Do robots dream of big government?
Law professor Ryan Calo suggests getting out in front of the regulatory gap in robotics by establishing a Federal Robotics Commission.
As civilian drones, self-driving cars, high-speed financial trading algorithms, quasi-autonomous armed sentries, and other robotics applications become increasingly routine, state and local governments, federal agencies, and civil and criminal courts might find themselves scrambling to keep up.
While sensational controversies about drones make for titillating news stories and compelling thought experiments, there isn't really much in the way of actual cases of individuals looking to chase drones off their property, or trying to sue Google because they got whiplash in a collision with a driverless car.
A new paper from the Brookings Institution by University of Washington law professor Ryan Calo suggests getting out in front of the regulatory gap in robotics by establishing a Federal Robotics Commission. In a new paper, Calo suggests that a new agency wouldn't itself regulate robotics, but rather would aggregate and supply expertise to rulemaking agencies that have robotics issues under their purview, but lack the knowledge base to cope.
For example, the National Highway Traffic Safety Administration had to turn to NASA in 2011 for help investigating Toyota software when a spate of accidents prompted worries that a glitch was causing vehicles to accelerate suddenly and without warning.
“Under extraordinary circumstances, the best and brightest at NASA can take a break from repairing space stations or building Mars robots to take a look at the occasional Toyota.
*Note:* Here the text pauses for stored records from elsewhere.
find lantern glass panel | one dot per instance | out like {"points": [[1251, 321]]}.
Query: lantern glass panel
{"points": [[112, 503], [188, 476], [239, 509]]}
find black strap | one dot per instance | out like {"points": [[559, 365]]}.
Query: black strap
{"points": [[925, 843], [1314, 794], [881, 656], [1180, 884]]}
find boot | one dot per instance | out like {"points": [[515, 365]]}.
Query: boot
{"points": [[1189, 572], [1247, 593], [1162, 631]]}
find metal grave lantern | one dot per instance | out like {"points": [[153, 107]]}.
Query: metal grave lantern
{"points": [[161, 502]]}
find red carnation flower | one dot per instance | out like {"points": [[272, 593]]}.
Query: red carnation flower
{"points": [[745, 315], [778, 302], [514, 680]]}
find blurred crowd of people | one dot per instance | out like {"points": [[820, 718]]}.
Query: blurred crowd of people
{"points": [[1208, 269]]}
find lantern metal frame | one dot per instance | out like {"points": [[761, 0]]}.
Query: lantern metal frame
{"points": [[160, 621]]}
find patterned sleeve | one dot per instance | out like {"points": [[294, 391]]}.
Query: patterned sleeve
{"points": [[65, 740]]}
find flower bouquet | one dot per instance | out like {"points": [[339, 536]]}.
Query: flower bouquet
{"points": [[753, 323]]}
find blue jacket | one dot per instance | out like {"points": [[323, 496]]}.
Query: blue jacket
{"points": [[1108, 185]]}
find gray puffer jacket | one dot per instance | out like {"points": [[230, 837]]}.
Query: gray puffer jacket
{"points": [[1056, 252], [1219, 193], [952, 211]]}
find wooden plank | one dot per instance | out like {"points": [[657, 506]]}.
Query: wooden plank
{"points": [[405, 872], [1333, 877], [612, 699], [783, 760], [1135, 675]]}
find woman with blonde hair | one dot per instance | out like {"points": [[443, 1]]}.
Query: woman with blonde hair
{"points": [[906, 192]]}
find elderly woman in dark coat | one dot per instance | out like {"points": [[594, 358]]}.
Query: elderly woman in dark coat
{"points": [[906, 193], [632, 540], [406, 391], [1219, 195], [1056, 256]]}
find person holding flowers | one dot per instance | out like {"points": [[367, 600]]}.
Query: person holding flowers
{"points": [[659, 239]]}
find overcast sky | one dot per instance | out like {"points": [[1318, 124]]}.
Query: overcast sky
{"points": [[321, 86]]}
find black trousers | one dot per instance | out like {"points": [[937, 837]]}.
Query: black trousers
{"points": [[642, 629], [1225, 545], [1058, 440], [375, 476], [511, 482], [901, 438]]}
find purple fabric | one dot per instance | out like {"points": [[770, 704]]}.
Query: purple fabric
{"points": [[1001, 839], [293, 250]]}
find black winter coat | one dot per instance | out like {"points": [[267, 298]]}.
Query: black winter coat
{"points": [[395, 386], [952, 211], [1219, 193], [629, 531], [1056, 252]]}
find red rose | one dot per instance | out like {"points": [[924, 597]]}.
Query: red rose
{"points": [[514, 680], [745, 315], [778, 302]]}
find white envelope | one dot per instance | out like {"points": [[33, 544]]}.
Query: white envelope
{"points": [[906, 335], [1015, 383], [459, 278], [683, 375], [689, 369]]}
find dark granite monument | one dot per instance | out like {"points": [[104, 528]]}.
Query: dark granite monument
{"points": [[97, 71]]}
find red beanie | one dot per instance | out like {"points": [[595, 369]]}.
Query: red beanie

But this is not a sustainable strategy in the long run," Calo writes.
Calo envisions a Federal Robotics Commission supplying advice on medical devices to the Food and Drug Administration, the Federal Communication Commission on cognitive radios, which can dynamically locate available spectrum, the Department of Transportation on driverless cars, the FAA on drones, and the Securities and Exchange Commission on flash-trading algorithms.
Robots and robotics applications will require specialized regulatory approaches, Calo argues, because of the way their operation affects the tangible world. "Robots are organized to act upon the world physically, or at least directly. This turns out to have strong repercussions at law, and to pose unique challenges to law and to legal institutions that computers and the Internet did not," Calo writes.
He imagines a small, multi-disciplinary agency staffed by engineers, computer scientists, lawyers and policy experts to help map out policy responses to the inevitable problems of accidents, trespassing, privacy violations, and other issues that arise from having robots drive cars, perform surgery, and police demilitarized zones.
"The alternative, I fear, is that we will continue to address robotics policy questions piecemeal, perhaps indefinitely, with increasingly poor outcomes and slow accrual of knowledge," Calo writes.